The gold price was drifting sideways on Thursday, down some $50 an ounce from a brief (but glorious) near seven-year intraday high above $1,600 an ounce a fortnight ago.
But the metal remains firmly in a bull market with a 20%-plus rise over the past year. Go back 20 years, and the rally is even more spectacular considering at the turn of the century gold was trading for a relative pittance of $270 an ounce.
Is gold overvalued at these levels? Has the rise been too far, too fast? Are gold bugs (once again) guilty of irrational exuberance?
In comparison to stock markets, the answer is a resounding no. The gold price’s underperformance relative to the record–setting S&P 500 Index is stark.
Today, you need little over two ounces to buy the market. The ratio was the same in September 2007 when an ounce of gold could be picked up for less than $600.
The average over the long term – and we’re talking 90-years here – is 1.31.

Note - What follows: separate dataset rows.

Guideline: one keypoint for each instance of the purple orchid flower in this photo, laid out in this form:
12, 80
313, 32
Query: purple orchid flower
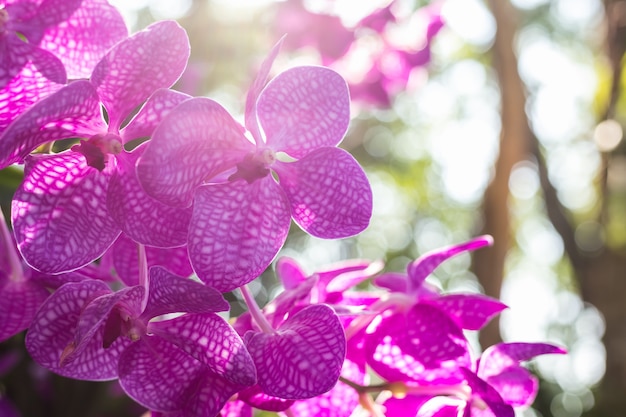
86, 331
418, 333
72, 206
499, 386
241, 217
41, 41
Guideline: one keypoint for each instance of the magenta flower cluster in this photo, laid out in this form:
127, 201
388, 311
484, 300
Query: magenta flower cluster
141, 206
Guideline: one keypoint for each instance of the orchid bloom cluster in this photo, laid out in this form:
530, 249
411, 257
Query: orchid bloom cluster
141, 206
379, 54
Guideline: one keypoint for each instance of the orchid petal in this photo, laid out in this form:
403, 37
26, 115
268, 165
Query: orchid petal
499, 357
142, 218
158, 375
195, 141
470, 311
329, 193
73, 111
211, 340
251, 121
304, 109
84, 37
516, 385
289, 272
423, 345
158, 105
19, 301
134, 68
304, 357
52, 332
236, 230
126, 260
24, 90
173, 294
255, 397
59, 213
423, 266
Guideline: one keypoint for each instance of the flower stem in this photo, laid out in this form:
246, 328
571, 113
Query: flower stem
255, 311
15, 262
143, 274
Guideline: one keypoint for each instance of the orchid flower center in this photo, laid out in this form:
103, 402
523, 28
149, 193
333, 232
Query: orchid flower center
254, 166
4, 20
97, 148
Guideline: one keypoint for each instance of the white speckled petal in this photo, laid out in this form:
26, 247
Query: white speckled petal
212, 341
421, 345
329, 193
304, 357
59, 213
158, 375
136, 67
73, 111
303, 109
19, 301
141, 217
152, 112
173, 294
236, 230
83, 38
52, 331
194, 142
125, 260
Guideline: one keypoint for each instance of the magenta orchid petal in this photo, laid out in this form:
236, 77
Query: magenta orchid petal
499, 357
329, 193
304, 109
161, 102
157, 374
142, 218
85, 36
134, 68
304, 357
173, 294
59, 213
422, 345
52, 332
73, 111
423, 266
125, 260
256, 398
211, 340
19, 301
516, 385
289, 272
470, 311
393, 281
236, 230
488, 394
25, 89
195, 141
251, 120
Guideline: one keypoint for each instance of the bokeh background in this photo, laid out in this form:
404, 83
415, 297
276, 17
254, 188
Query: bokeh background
502, 117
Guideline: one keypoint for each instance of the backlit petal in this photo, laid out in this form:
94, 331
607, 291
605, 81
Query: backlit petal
236, 230
136, 67
194, 142
304, 357
212, 341
329, 193
59, 213
303, 109
73, 111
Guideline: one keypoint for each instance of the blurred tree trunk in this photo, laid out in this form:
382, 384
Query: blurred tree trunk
489, 262
602, 274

Since the US left the gold standard entirely in August 1971, it’s 1.55. That implies a fair value for gold north of $2,400 an ounce, which either means gold bugs’ party has only begun or stocks are in for a real beating.
You can argue that during gold’s spike in 1980 to $850 an ounce – in inflation-adjusted terms still the all-time high – it lost touch with stock values (and some would say reality) entirely.
But the recent peak – when gold hit a record around $1,900 an ounce in 2011 – did not constitute a wild deviation from the norm and based on relative value could be in reach once again.